ZK Regex

tumblr_pep7kan09p1qbgdnxo1_1280.png

Introduction

ZK Regex is an idea that uses zero-knowledge proofs (ZK) and regular expressions (Regex) to validate strings. The concept of zk regex was introduced through the zk-email project. I find it unique in the world of zk circuits and believe it will be very useful in attestations from web2 to web3.

In order to better understand how it works, I delved into the process of converting regular expressions to a circom circuit. Through this process, I refactored the circuit compiler into a standalone project called zk-regex. This was done in an effort to improve usability and better align with the ways that regular expressions are used in conventional programming languages.

This process has given me a deeper understanding of how regular expressions work internally, specifically through NFA/DFA. By understanding its internals, others may be inspired to explore potential use cases for zk regex as a means of bridging the gap between web2 and web3.

In this post, I will first explain why zk regex is necessary and how it provides an advantage over common search via substring.
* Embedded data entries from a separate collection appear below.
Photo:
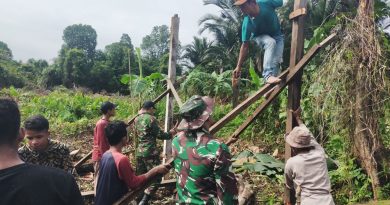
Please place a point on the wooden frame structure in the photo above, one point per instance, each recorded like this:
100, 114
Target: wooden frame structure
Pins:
291, 77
Then, I will delve into the theory behind regex and how a regex circuit works to assert patterns, using examples, diagrams, and mathematical artifacts to illustrate.

Why ZK needs regex

In web3, where decentralized applications (dApps) are built on blockchain platforms like Ethereum, there is often a need to attest that a piece of content follows specific string patterns without revealing the content itself. This is typically done to prove authority from web2 in web3, but it can also serve other purposes, such as enforcing constraints for integrity.

However, submitting the whole content to a smart contract to attest to its pattern would leak the content and be counterproductive to the purposes of on-chain infrastructures. This is where ZK Regex comes in.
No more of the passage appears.